Die Fahrt von Dublin nach Belfast war früher lang und ermüdend. Jetzt fließt der Verkehr dank der von Dublin nach Belfast führenden Autobahn E01 ohne Probleme. Sie verbindet Dublin mit der Grenze und hat die Fahrtzeit reduziert. Ferner erfährt die Wirtschaft entlang der gesamten Autobahnstrecke einen Aufschwung, und die Lebensqualität wird verbessert. Letztendlich wird sie sogar einen größeren Austausch zwischen Nord und Süd bewirken.

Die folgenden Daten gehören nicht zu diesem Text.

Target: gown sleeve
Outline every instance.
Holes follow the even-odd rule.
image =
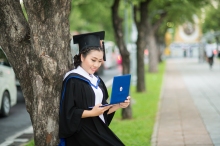
[[[60,138],[65,138],[71,136],[77,130],[80,129],[80,121],[83,113],[83,109],[77,108],[76,103],[78,103],[77,91],[80,91],[80,86],[77,81],[70,79],[63,83],[62,95],[61,95],[61,105],[59,114],[59,136]]]

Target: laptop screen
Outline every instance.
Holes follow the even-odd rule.
[[[110,104],[124,102],[130,91],[131,75],[115,76],[113,78]]]

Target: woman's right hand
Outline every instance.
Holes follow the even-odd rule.
[[[93,116],[99,116],[112,107],[112,105],[104,106],[104,107],[100,107],[100,106],[102,106],[102,104],[97,104],[93,107],[93,109],[91,110]]]
[[[104,106],[104,107],[100,107],[100,106],[102,106],[102,104],[95,105],[92,108],[92,110],[84,110],[82,114],[82,118],[99,116],[112,107],[112,105]]]

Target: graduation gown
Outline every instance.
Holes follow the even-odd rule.
[[[63,81],[59,137],[65,139],[66,146],[124,146],[108,127],[114,113],[103,113],[105,123],[99,116],[82,118],[83,111],[95,104],[91,85],[87,78],[77,73],[69,74]],[[103,92],[102,104],[106,104],[108,92],[104,82],[99,79],[97,86]]]

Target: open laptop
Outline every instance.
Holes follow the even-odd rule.
[[[104,104],[100,107],[124,102],[129,95],[130,82],[131,82],[131,75],[130,74],[121,75],[121,76],[114,76],[110,103]],[[93,107],[89,107],[89,108],[93,108]]]

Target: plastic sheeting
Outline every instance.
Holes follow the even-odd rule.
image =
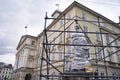
[[[66,58],[65,70],[66,71],[80,70],[84,69],[86,65],[91,65],[90,62],[88,61],[89,47],[82,46],[88,44],[87,40],[84,37],[84,34],[82,33],[72,34],[71,42],[73,45],[75,45],[73,46],[72,50],[73,60],[72,61],[70,60],[71,57],[70,53],[68,53],[65,56]]]

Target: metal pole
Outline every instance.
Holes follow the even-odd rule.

Der Abschnitt zwischen Dublin und Belfast stellt einen wichtigen Beitrag zum Ausbau der Verkehrskapazitäten dar, verringert die Fahrzeiten und verbessert die Sicherheit der Verkehrsteilnehmer entlang dieser vormals vernachlässigten Strecke. Hauptnutznießer dieser Verbesserung werden die Wirtschaft und der Transportsektor sein, aber auch dem Fremdenverkehr wird sie zwangsläufig zugute kommen. Die Lebensqualität und das Umfeld der Städte und Dörfer entlang des gesamten Korridors werden erheblich verbessert, wenn endlich der Lärm, die Staus und die Verschmutzung aus den Randgebieten verbannt worden sind. Zu den Projekte, die im Rahmen des Gesamtprogramms bereits abgeschlossen wurden, zählt die Umgehungsstraße von Dunleer nördlich von Drogheda, während der Autobahnabschnitt von Dunleer nach Dundalk noch im Bau befindlich ist. Auch er wird aus Mitteln des Kohäsionsfonds finanziert. Ferner zählt die Umgehungsstraße von Balbriggan zu diesen Projekten; hierbei handelt es sich um einen Autobahnabschnitt südlich von Drogheda, der im Oktober 1998 für den Verkehr freigegeben und ebenfalls aus dem Kohäsionsfonds finanziert wurde. Die Umgehungsstraße, die zur Entlastung der nahe der Grenze zu Nordirland gelegenen Stadt Drogheda geplant ist, zählt ebenfalls hierzu. Sie ist das noch "fehlende Glied" in der Reihe der Projekte, mit denen letztendlich eine durchgehende Autobahn von der Ringstraße um Dublin bis hin zur nordirischen Grenze geschaffen werden soll. Die Umgehungsstraße von Drogheda wird für die Umgebung rund um die Stadt sowie für die Dörfer Julianstown und Monasterboice enorme Vorteile mit sich bringen. Im Rahmen der Planungen und Vorbereitungen für den Bau der Umgehungsstraße wurde ein erster Entwurf angefertigt. Auch wurden geologische und sonstige Untersuchungen vor Ort vorgenommen, die Trassenführung festgelegt, eine Umweltverträglichkeitsstudie erstellt und eine öffentliche Anhörung durchgeführt. Die zweite Phase des Projekts beinhaltet den Bau einer 21,5 km langen, zweispurigen Straße zur Umgehung der Stadt Drogheda sowie die Errichtung von 24 Bauwerken, unter anderem einer Brücke über den Fluss Boyne 3 km westlich der Stadt. Die Straße wird sich von Gormanstown, wo sich das nördlichen Endstück der Umgehungsstraße von Balbriggan befindet, bis nach Monasterboice erstrecken, wo das südliche Endstück der Umgehungsstraße von Dunleer gelegen ist. Man geht davon aus, dass das Projekt Ende 2001 abgeschlossen sein wird.